Carrefour does well in Brazil: Despite the slowdown in the Brazilian economy, sales by the French retailer Carrefour rose by 7.1% year-on-year in the second quarter, company executives said. Carrefour was doing better in the Brazilian recession than its also French-owned rival Casino, because a greater proportion of its sales were food or food-related, and spending on food items tends to be inelastic in a downturn, officials commented. Globally, Carrefour said that sales growth had slowed because of competition in France and a fall in consumer spending in China. Second quarter sales were EUR21.4bn (US$23.2bn). Excluding energy and forex fluctuations, sales grew by 2.6% in the period, down from 3.2% in the first quarter. Sales in Spain and Brazil were the bright spots.
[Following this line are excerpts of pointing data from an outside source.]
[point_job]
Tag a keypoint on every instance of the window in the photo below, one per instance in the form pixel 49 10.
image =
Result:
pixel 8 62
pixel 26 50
Brazil is the company’s second largest market after the home market in France. Carrefour’s Financial Director Pierre-Jaen Sivignon said that a global EBIT of EUR2.51bn-EUR2.53bn seemed a “reasonable” forecast for this year. Carrefour was considering listing its Brazilian subsidiary, but short-term capital market conditions in Brazil were not appropriate for an IPO. In any case, he noted, “we don’t need an IPO to support our growth in Brazil”.